Artificial greenhouse gases could be used to warm Mars in order to make it habitable. Here we present new laboratory measurements of the thermal infrared absorption spectra of seven artificial greenhouse gases (CF4, C2F6, C3F8, SF6, CF3Cl, CF3Br, CF2Cl2) at concentrations from 10−7 up to unity. We used a radiative‐convective multilayer model to compute the warming caused by a mixture of the four fluorine‐based greenhouse gases. The results show that for current Mars, C3F8 produces the largest warming: 0.56 K and 33.5 K for partial pressures of 10−3 Pa and 1 Pa, respectively. Averaged over partial pressures from 0.01 to 1 Pa, the range of most interest for planetary ecosynthesis, CF4, C2F6, and SF6 were 17%, 49%, and 48% as effective as C3F8, respectively.
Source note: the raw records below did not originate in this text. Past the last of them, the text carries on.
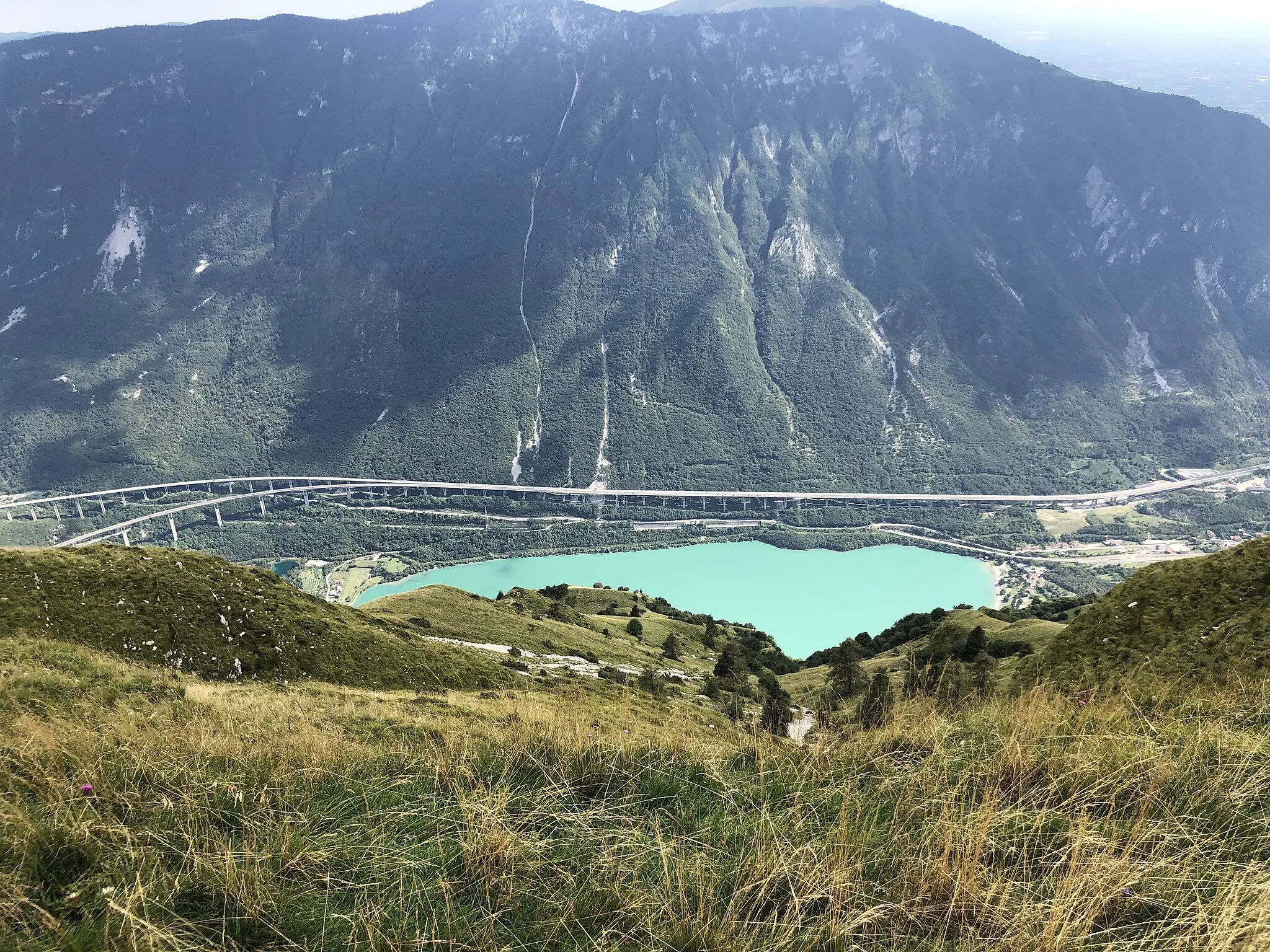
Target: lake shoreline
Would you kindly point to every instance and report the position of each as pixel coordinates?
(806, 598)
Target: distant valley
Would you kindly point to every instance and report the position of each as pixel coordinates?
(554, 244)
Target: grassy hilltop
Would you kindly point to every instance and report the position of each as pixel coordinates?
(559, 811)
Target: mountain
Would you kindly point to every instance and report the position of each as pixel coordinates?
(546, 242)
(699, 7)
(11, 37)
(1189, 621)
(201, 615)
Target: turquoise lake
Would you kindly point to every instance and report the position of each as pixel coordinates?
(806, 599)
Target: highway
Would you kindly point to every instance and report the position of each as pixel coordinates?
(223, 490)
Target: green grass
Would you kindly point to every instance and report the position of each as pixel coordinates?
(221, 621)
(233, 816)
(1192, 621)
(521, 620)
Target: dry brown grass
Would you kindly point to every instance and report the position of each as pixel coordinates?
(323, 818)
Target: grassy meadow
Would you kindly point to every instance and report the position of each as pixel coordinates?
(585, 815)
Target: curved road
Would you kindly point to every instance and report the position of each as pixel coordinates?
(223, 490)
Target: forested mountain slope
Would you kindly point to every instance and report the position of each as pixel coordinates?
(544, 240)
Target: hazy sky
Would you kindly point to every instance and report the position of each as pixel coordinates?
(1212, 17)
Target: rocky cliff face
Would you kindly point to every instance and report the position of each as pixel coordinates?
(554, 243)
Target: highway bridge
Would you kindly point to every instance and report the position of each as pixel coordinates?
(213, 494)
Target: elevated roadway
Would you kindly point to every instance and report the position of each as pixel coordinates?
(220, 491)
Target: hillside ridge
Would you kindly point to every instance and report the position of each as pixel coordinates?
(774, 248)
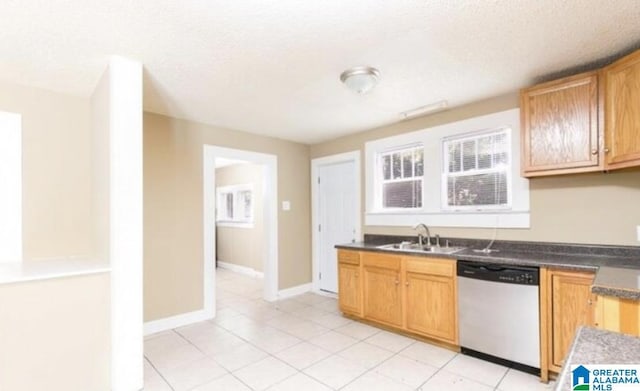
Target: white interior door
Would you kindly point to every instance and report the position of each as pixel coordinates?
(337, 217)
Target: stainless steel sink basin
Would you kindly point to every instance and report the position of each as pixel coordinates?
(415, 247)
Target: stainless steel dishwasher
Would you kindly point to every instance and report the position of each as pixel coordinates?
(499, 313)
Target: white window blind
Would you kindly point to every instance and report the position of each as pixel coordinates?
(235, 204)
(477, 169)
(401, 173)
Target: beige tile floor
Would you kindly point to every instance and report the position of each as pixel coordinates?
(303, 343)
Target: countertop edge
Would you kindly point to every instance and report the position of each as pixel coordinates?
(603, 290)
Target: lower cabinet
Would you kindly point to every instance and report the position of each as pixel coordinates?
(567, 303)
(382, 289)
(412, 294)
(431, 296)
(349, 285)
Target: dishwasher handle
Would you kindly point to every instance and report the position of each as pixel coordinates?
(509, 274)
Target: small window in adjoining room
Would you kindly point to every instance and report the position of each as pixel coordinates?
(477, 171)
(401, 173)
(235, 204)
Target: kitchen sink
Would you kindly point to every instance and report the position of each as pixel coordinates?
(415, 247)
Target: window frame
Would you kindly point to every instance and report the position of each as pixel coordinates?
(444, 183)
(432, 213)
(381, 181)
(237, 219)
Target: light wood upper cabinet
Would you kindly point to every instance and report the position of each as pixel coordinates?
(560, 127)
(382, 292)
(349, 282)
(622, 111)
(431, 298)
(570, 304)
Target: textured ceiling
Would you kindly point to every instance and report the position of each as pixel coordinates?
(272, 67)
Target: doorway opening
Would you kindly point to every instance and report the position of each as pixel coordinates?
(336, 214)
(236, 205)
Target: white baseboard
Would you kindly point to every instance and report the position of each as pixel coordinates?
(156, 326)
(241, 269)
(326, 294)
(294, 291)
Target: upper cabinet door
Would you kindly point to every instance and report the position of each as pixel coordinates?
(622, 112)
(560, 126)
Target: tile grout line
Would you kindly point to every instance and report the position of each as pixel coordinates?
(159, 374)
(440, 369)
(502, 378)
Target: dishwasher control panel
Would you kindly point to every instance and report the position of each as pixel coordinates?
(509, 274)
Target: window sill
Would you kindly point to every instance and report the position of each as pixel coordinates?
(461, 219)
(233, 224)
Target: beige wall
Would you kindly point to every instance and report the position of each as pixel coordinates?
(589, 208)
(56, 170)
(54, 334)
(243, 246)
(173, 242)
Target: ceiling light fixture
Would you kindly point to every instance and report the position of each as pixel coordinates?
(360, 79)
(423, 110)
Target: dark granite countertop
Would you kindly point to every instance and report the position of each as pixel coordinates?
(593, 346)
(553, 255)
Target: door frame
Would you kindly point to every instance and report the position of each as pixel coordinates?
(270, 175)
(352, 156)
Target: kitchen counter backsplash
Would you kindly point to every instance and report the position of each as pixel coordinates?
(521, 246)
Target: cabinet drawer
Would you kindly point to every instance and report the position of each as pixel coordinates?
(381, 260)
(352, 257)
(437, 267)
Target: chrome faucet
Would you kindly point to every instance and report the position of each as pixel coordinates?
(421, 236)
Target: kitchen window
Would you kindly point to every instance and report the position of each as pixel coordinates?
(235, 205)
(477, 171)
(460, 174)
(401, 172)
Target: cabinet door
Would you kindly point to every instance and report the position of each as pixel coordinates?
(560, 126)
(431, 306)
(622, 112)
(382, 290)
(349, 289)
(571, 307)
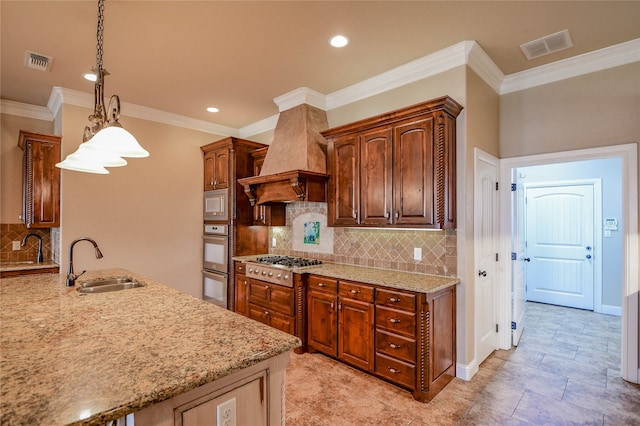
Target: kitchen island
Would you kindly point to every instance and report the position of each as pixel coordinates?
(71, 358)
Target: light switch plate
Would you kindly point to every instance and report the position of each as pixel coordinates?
(417, 253)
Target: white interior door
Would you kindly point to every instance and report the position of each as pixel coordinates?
(517, 264)
(560, 244)
(486, 250)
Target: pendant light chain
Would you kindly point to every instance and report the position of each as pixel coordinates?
(100, 35)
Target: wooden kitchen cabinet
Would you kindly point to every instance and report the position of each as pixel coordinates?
(322, 312)
(272, 304)
(405, 337)
(266, 215)
(41, 180)
(241, 290)
(216, 169)
(396, 169)
(341, 318)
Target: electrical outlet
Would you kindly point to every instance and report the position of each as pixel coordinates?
(417, 253)
(227, 413)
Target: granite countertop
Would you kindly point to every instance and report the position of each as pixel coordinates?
(27, 265)
(69, 358)
(421, 283)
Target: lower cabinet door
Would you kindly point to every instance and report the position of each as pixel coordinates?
(322, 329)
(355, 333)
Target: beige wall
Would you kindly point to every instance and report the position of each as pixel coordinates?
(595, 110)
(146, 216)
(11, 163)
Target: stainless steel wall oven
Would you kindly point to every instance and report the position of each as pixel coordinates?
(215, 273)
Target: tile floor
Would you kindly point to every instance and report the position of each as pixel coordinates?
(566, 370)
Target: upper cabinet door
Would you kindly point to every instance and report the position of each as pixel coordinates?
(396, 169)
(344, 165)
(375, 177)
(216, 169)
(41, 180)
(413, 177)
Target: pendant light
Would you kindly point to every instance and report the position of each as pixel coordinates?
(105, 140)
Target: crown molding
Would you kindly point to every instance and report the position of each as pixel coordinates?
(598, 60)
(467, 52)
(483, 65)
(416, 70)
(25, 110)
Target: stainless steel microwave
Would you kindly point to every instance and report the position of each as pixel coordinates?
(216, 204)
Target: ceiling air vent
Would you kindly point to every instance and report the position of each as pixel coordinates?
(547, 44)
(37, 61)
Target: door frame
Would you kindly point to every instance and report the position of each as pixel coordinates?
(480, 155)
(628, 154)
(596, 183)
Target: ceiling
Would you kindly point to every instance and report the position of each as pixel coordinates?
(183, 56)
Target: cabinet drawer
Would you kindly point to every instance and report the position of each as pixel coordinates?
(396, 299)
(241, 268)
(318, 283)
(396, 346)
(356, 291)
(272, 296)
(272, 318)
(397, 371)
(396, 321)
(259, 292)
(282, 299)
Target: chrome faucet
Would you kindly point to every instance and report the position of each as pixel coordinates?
(24, 243)
(71, 276)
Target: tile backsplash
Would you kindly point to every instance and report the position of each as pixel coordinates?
(10, 232)
(379, 248)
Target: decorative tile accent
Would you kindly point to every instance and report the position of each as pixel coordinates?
(380, 248)
(10, 232)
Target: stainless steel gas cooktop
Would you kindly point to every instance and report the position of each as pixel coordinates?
(277, 269)
(288, 261)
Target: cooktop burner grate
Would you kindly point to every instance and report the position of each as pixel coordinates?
(288, 261)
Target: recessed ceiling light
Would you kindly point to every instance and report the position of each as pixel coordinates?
(339, 41)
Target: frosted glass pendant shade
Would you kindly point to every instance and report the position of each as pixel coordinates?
(91, 161)
(77, 165)
(118, 141)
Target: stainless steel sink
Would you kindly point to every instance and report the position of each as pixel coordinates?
(103, 285)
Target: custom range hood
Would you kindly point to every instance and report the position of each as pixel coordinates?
(295, 166)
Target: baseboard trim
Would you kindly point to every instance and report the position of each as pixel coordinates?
(467, 371)
(611, 310)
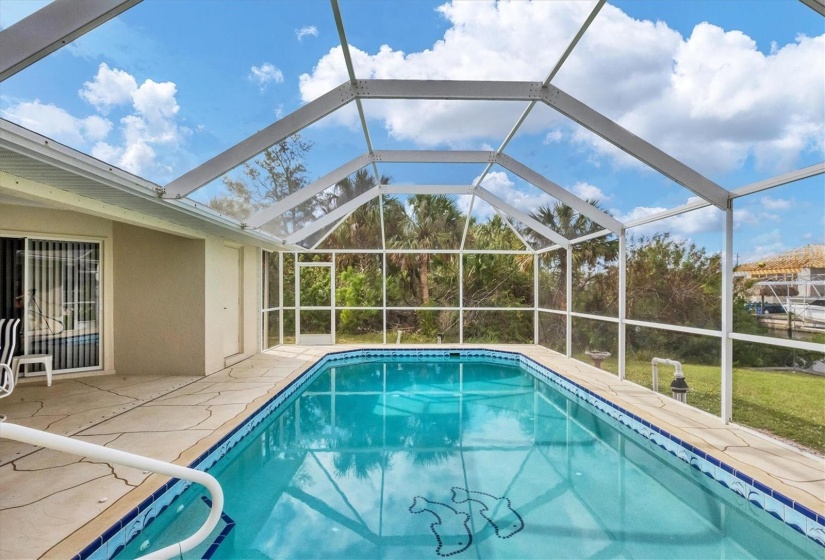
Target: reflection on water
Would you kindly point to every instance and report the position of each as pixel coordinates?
(423, 460)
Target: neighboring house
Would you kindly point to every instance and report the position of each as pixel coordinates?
(802, 269)
(108, 277)
(795, 279)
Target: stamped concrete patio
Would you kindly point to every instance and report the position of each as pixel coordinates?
(53, 504)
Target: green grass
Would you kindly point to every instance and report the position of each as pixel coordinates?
(788, 404)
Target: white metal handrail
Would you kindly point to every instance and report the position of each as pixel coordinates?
(98, 452)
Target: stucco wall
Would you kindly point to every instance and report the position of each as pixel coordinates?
(31, 221)
(159, 314)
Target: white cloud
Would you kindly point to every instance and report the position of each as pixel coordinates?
(776, 203)
(148, 119)
(56, 123)
(711, 99)
(109, 88)
(265, 74)
(307, 31)
(588, 192)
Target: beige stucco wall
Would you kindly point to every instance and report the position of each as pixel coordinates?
(30, 221)
(162, 301)
(214, 333)
(159, 303)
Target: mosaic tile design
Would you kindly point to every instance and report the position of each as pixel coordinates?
(794, 514)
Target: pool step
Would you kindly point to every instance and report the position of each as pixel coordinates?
(229, 524)
(175, 524)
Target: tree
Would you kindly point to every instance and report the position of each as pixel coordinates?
(277, 173)
(433, 222)
(591, 259)
(362, 229)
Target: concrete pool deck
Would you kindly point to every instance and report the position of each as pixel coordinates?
(53, 504)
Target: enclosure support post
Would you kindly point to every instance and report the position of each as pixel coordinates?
(461, 298)
(727, 317)
(297, 298)
(280, 298)
(569, 301)
(535, 299)
(332, 298)
(622, 301)
(383, 266)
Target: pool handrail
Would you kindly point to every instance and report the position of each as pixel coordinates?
(100, 453)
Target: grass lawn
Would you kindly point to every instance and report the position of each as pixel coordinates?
(788, 404)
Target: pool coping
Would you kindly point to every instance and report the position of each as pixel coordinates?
(792, 513)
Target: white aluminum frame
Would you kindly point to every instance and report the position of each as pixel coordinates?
(53, 26)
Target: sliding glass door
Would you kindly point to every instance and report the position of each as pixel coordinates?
(53, 286)
(63, 302)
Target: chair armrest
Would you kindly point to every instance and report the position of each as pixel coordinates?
(8, 381)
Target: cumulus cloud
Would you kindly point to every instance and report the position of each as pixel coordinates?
(703, 220)
(108, 88)
(148, 119)
(711, 99)
(589, 192)
(265, 74)
(307, 31)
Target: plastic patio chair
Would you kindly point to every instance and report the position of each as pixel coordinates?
(8, 339)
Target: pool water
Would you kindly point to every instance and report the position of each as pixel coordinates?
(465, 459)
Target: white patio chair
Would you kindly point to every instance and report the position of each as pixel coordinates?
(8, 339)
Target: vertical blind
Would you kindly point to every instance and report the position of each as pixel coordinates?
(63, 302)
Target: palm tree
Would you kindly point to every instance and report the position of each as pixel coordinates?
(432, 222)
(362, 229)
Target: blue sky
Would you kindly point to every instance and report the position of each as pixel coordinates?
(734, 89)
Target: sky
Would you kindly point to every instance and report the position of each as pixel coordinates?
(734, 89)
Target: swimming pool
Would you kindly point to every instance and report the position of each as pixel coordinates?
(417, 454)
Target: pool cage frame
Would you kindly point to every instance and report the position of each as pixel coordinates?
(62, 21)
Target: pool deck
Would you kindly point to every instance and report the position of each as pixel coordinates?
(53, 504)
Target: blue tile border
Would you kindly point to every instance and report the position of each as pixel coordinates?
(793, 514)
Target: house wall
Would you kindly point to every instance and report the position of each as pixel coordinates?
(159, 304)
(162, 305)
(214, 302)
(33, 221)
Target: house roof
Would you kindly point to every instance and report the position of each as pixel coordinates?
(790, 262)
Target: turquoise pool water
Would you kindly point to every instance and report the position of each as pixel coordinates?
(465, 459)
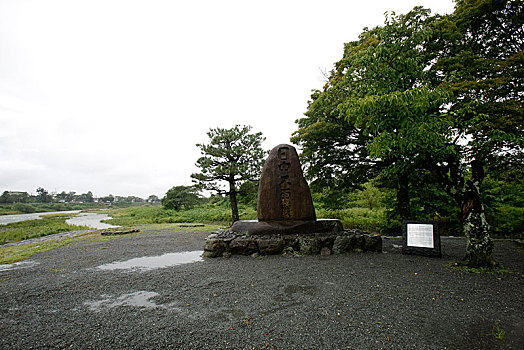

The optimal mixture of the four fluorine‐based greenhouse gases, taking into account the overlapping of their absorption bands, was 16% more effective than pure C3F8, averaged over the range 0.01 Pa to 1 Pa. Energy balance calculations suggest that the addition of ∼0.2 Pa of the best greenhouse gases mixture or ∼0.4 Pa of C3F8 would shift the equilibrium to the extent that CO2 would no longer be stable at the Martian poles and a runaway greenhouse effect would result.